Represented Otto Bock Healthcare, a leading manufacturer and supplier of prosthetics headquartered in Germany, in its acquisition of BionX Medical Technologies, Inc.
Represented Victory Internal Medicine, a Staten Island group practice with 13 physicians, in its acquisition by Mount Sinai Health System. Victory Internal Medicine is now renamed Mount Sinai Doctors Victory Internal Medicine.
Represented Enumeral Biomedical Corp. in closing an alternative public offering, allowing the company to raise $21.5 million in a private placement financing in connection with a reverse merger into a publicly held company.
Represented WANDL, Inc., a software solutions company specializing in advanced network planning, management, design and the optimization of next-generation multi-layer networks, in its sale by reverse triangular merger to Juniper Networks, Inc. (NYSE: JNPR) for approximately $60 million.
Represented StoneMor Partners (NYSE: STON), a leading owner/operator of cemeteries and funeral homes in multiple states and Puerto Rico, in its $447.5 million recapitalization transaction, consisting of a $385 million private placement of 9.875% Senior Secured PIK Toggle Notes to various noteholders and concurrent private placement of $62.5 million of liquidation value of Series A Convertible Preferred Units of the Partnership to Axar Capital Management.
Represented Yonder Music Inc. in its receipt of a preferred equity investment of $10 million by Axiata Digital Services Sdn Bhd, one of the largest telecommunications companies in Asia. The transaction provided funding for the launch of a service-tier-bundle of digital music services on smart devices through a commercial licensing agreement with Celcom Mobile Sdn Bhd, one of Axiata's subsidiaries in Malaysia, under which the Yonder digital music application will be made available to more than 13 million Celcom subscribers in Malaysia.
Represented Double Down Asset Management, LLC in its $1.8 million investment in Step Ahead Innovations, LLC, doing business as MindStream, consisting of common and preferred stock.

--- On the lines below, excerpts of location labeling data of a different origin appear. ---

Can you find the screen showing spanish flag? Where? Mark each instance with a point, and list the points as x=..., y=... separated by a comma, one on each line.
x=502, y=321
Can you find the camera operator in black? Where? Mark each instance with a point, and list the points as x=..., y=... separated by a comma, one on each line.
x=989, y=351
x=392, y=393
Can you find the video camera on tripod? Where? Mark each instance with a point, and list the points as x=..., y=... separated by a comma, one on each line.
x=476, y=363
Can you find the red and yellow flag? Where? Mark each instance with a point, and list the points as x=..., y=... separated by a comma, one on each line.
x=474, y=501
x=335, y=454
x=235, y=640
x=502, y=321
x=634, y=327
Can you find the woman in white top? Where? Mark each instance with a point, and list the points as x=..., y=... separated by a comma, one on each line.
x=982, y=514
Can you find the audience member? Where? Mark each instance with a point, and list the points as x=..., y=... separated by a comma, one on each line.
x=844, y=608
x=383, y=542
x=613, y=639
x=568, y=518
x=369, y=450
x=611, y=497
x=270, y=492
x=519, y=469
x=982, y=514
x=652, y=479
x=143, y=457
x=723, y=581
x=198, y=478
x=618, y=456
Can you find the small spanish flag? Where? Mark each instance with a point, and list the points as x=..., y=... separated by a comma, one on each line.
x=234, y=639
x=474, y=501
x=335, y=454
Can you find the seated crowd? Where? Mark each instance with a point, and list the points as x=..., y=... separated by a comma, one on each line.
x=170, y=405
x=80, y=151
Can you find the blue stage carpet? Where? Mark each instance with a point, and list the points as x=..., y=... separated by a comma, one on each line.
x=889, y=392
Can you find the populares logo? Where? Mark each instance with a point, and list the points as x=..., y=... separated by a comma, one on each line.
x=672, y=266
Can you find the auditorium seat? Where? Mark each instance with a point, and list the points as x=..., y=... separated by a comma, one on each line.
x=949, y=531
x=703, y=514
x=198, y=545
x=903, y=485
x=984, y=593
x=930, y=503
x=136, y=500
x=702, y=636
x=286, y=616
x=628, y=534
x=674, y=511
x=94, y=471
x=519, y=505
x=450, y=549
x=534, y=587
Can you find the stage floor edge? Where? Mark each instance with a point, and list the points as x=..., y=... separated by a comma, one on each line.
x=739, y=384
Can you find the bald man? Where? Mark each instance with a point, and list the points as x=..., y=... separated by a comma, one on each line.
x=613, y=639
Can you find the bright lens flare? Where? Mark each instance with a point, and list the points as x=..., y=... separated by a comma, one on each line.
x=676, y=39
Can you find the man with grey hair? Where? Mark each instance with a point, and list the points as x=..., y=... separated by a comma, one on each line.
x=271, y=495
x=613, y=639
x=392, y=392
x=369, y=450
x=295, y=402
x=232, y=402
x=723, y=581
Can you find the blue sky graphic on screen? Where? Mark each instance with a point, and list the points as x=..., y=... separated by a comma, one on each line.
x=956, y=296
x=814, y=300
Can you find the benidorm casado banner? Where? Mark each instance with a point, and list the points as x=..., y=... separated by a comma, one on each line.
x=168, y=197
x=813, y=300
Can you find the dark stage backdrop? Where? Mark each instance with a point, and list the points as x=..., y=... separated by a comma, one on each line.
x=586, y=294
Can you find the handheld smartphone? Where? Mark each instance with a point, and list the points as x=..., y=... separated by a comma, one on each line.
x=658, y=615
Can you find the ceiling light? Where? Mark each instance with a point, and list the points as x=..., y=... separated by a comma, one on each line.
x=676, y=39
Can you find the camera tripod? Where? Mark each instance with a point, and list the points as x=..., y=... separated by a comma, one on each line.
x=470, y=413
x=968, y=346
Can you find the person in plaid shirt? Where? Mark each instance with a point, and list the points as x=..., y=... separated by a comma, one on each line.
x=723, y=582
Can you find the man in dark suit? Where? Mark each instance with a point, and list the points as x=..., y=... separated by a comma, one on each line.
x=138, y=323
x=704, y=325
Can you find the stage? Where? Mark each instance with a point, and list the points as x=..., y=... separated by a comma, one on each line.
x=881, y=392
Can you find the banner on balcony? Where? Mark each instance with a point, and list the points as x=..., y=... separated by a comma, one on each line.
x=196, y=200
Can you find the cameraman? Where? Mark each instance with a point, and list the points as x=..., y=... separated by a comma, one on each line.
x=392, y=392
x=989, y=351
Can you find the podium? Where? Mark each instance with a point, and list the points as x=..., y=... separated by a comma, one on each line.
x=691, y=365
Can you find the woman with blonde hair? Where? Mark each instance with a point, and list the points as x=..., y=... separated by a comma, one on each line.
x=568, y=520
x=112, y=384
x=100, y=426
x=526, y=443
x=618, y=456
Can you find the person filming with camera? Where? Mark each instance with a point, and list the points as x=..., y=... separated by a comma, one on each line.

Represented affiliates of American Energy Partners, LP in a private equity-backed equity investment of approximately $1.7 billion, including a subordinated debt investment of $450 million. The investment proceeds will be used to acquire and develop energy assets.
Represented Armstrong World Industries, Inc. (NYSE: AWI), an international designer and manufacturer of commercial and residential ceiling, wall and suspension system solutions, in obtaining $950 million in credit facilities ($500 million revolver and $450 million term loan).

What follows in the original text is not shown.